Accordingly, the report proposes 12 recommendations across the following goals: (1) data protections simultaneous with data access and sharing; (2) data security and access to secure databases; (3) different consent models; (4) facilitating WGS progress; and (5) maximizing public benefit:
1.1 Various genomic medicine stakeholders should have clear policies for access to and permissible uses of WGS data. The policies should promote opportunities for data sharing.
1.2 Federal and state lawmakers should implement a “consistent floor of privacy protections” that would protect individual privacy and prohibit unauthorized access.
2.1 Various genomic stakeholders should ensure the security of WGS data and should be mindful of ethical standards for the use and disclosure of such information and held accountable for federal and state regulations for security breaches.
2.2 Various genomic stakeholders need to explain clearly to patients and donors of WGS information the permissible uses and disclosures of such information and, whenever possible, WGS data should be stripped of certain “traditional” identifiers to minimize the chances of linking this information to individuals.
2.3 Federal agencies should invest in efforts to ensure compliance with existing privacy regimes and to assist in the development of best practices.
3.1 Researchers and clinicians should develop and implement new consent policies and procedures tailored to genomic privacy and should seek to obtain up-front consent for future use.
3.2 OHRP or another federal agency should establish clear and consistent guidelines for informed consent forms for research.
3.3 Researchers, clinicians, and WGS commercial providers should explain the risks of incident findings and whether such findings will be communicated to the patient.
3.4 Funders of WGS should support studies that assess models for sharing incidental findings and that assess public expectations with respect to incidental findings.
4.1 Various genomic stakeholders should facilitate information exchange between researchers and clinicians while maintaining data protections.
4.2 Lawmakers should identify ways for the public to benefit from WGS research and for researchers and research subjects to collaborate on genomic research.

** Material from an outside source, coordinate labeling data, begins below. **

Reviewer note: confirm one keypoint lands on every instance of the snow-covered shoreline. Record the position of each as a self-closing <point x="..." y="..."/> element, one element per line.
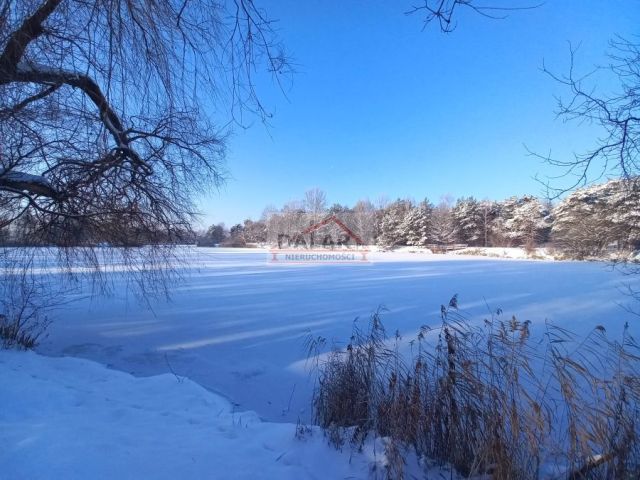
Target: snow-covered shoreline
<point x="76" y="419"/>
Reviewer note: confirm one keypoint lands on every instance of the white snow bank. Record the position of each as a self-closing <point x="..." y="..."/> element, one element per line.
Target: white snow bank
<point x="75" y="419"/>
<point x="507" y="252"/>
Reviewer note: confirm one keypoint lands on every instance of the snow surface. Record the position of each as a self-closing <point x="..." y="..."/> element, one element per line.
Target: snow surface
<point x="237" y="325"/>
<point x="67" y="418"/>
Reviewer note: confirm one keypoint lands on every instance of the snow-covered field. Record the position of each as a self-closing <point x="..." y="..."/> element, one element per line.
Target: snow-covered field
<point x="69" y="418"/>
<point x="237" y="326"/>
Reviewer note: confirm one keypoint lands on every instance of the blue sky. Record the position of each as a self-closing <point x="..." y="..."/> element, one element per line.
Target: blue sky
<point x="380" y="108"/>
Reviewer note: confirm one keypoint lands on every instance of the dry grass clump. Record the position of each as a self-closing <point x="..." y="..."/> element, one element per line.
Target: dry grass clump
<point x="488" y="400"/>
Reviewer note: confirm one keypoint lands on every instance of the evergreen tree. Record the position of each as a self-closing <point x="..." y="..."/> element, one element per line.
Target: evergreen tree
<point x="391" y="227"/>
<point x="467" y="218"/>
<point x="416" y="226"/>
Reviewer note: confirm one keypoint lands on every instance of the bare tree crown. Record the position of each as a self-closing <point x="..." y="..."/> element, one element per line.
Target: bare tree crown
<point x="105" y="111"/>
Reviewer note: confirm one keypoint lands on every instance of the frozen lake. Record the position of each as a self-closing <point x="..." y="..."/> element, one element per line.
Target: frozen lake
<point x="237" y="324"/>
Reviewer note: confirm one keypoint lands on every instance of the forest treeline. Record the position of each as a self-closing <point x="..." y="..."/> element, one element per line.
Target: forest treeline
<point x="586" y="223"/>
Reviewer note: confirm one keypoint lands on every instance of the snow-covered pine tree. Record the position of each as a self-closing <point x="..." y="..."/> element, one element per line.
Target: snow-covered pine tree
<point x="417" y="224"/>
<point x="467" y="218"/>
<point x="525" y="221"/>
<point x="592" y="219"/>
<point x="442" y="228"/>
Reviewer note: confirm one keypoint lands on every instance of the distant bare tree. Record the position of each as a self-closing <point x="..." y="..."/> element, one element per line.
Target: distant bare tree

5.0 Federal government should facilitate access to WGS-generated advancements to the greatest number of people to ensure that everyone who can benefit does.
Overall, the Commission’s recommendations encourage stakeholders to look through genomic-colored glasses in order to leverage well-established ethical and legal principles in anticipation of the widespread adoption of WGS. As genomic information moves from the periphery to the center of medial practice, patients will increasingly undergo WGS. Accordingly, the privacy and data-sharing protections and incentives put in place for genomic information may well serve as a harbinger of the next-generation privacy and data-sharing framework generally.
The Commission’s Report, therefore, should be carefully considered as an early government effort to establish public policy in this important area, and WGS stakeholders should begin the process of reviewing their policies, practices, agreements, and other procedures and forms with an eye to tailored protections.